Princeton-CDH / pemm-scripts

scripts & tools for the Princeton Ethiopian Miracles of Mary project
Apache License 2.0
1 stars 0 forks source link

Macomber incipits missing from incipit tool #41

Closed elambrinaki closed 4 years ago

elambrinaki commented 4 years ago

Macomber's incipits for ID 124 and ID 159 don't show up in the Incipit tool search results:

ID 124, EMML (HMML) 3872 (the source of Macomber incipit), ወሀሎ፡ አሐዱ፡ ሊቀ፡ ጳጳሳት፡ ዘስሙ፡ ባስልዮስ፡ ወውእቱ፡ ይጌሥጾሙ፡ ለአብዕልት፡ ወይቤሎሙ፡ ሀቡ፡ እምንዋይክሙ፡ ለነዳያን ID 159, EMML (HMML) 7089, ወሀሎ፡ ደሴት፡ መንገለ፡ ባሕረ፡ ኢያሪኮ፡ ወሀለዋ፡ ህየ፡ ብዙኃት፡ መነኮሳይያት። ወእምኔሆን፡ አሐቲ፡ መበለት፡ ፈራሂተ፡ እግዚአብሔር፡ ወትትቀነይ፡ ለቤተ፡ ክርስቲያነ፡ እግዝእትነ፡…. ወትትለአክ፡ በእንተ፡ ምጽዋት፡ ወቍርባን፡ ወወይን፡ ወዕጣን፡ ወጽንሓሕ

I checked this csv file, which I believe is the source of incipits for the Incipit Search Tool, and the inciptis are there.

I found the problem with the above two IDs occasionally, I didn't check all the IDs. I am wondering whether something specific happened to the incipits of these two IDs, or there is a more general problem so some other incipits might also be missing, or I do not understand something.
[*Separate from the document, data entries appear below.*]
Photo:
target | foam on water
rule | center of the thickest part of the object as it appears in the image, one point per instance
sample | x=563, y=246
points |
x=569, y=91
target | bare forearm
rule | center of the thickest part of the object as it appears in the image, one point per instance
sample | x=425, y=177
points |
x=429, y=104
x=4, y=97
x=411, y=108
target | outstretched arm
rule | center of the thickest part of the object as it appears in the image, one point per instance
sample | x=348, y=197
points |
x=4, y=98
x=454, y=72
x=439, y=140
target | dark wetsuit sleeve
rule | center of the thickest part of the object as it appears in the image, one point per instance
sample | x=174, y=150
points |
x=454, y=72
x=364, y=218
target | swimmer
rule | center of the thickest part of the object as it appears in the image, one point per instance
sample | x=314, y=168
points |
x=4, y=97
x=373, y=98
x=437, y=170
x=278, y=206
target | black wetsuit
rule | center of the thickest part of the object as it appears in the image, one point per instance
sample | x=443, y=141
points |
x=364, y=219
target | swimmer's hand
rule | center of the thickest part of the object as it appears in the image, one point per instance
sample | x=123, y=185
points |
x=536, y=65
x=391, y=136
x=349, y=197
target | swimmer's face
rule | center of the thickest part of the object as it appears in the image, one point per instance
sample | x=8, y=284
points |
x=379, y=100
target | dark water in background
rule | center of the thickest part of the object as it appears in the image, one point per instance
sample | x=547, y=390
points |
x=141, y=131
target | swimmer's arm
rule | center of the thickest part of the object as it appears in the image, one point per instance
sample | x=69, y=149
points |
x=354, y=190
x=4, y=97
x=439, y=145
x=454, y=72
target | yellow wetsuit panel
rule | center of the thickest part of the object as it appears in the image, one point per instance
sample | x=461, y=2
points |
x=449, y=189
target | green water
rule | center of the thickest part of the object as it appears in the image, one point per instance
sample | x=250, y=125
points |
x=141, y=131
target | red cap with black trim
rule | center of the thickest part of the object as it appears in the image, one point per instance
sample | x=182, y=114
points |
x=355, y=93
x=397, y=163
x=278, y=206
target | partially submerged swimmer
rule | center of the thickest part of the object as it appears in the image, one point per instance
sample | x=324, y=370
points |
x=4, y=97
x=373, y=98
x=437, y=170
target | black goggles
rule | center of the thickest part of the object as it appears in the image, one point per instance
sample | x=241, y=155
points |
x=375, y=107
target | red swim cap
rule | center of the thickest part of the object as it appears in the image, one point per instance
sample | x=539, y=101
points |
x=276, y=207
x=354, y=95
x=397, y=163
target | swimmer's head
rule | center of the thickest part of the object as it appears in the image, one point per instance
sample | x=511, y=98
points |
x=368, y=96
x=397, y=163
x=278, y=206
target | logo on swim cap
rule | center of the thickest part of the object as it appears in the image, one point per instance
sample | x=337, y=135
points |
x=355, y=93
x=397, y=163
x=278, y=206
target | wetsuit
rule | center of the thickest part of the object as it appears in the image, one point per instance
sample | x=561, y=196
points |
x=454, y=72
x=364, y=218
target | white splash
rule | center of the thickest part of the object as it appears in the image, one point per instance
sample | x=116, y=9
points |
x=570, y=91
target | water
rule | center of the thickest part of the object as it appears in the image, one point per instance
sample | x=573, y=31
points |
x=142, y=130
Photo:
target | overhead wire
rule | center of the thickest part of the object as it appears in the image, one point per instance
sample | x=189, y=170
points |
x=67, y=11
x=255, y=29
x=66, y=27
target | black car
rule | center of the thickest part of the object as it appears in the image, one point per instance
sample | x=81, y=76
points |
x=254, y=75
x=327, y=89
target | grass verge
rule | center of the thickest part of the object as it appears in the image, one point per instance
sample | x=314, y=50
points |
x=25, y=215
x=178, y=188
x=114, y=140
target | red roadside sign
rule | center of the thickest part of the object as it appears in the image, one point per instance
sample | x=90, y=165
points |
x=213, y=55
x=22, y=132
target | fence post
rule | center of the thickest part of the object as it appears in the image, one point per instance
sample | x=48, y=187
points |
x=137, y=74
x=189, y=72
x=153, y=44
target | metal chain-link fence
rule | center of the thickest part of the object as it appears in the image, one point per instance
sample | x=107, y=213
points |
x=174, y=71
elambrinaki commented 4 years ago

Trying ID 124: 124

Trying ID 159: 159

Both IDs are on the Story Instance sheet, with the Macomber Incipit column checked, High Confidence score:

124_sheet

159_sheet

rlskoeser commented 4 years ago

@WendyLBelcher @elambrinaki Sorry it's taken so long to get to this, I keep starting to look at it and then get interrupted by other work.

@elambrinaki the csv file you linked to was only used as an import source into the google sheets; the story instance sheet is the source for the incipit tool.

It finally occurred to me what could be causing this, and I just confirmed what the problem is. Hoping you two can help come up with a solution.

For indexing, I have to have a unique id for each item that gets indexed. The current implementation uses the manuscript identifier and folio start for that, but — obviously that isn't unique enough! Macomber 123 is on EMML (HMML) 3872 21v, and 160 is on EMML (HMML) 7089 32r — which is why the others aren't showing up.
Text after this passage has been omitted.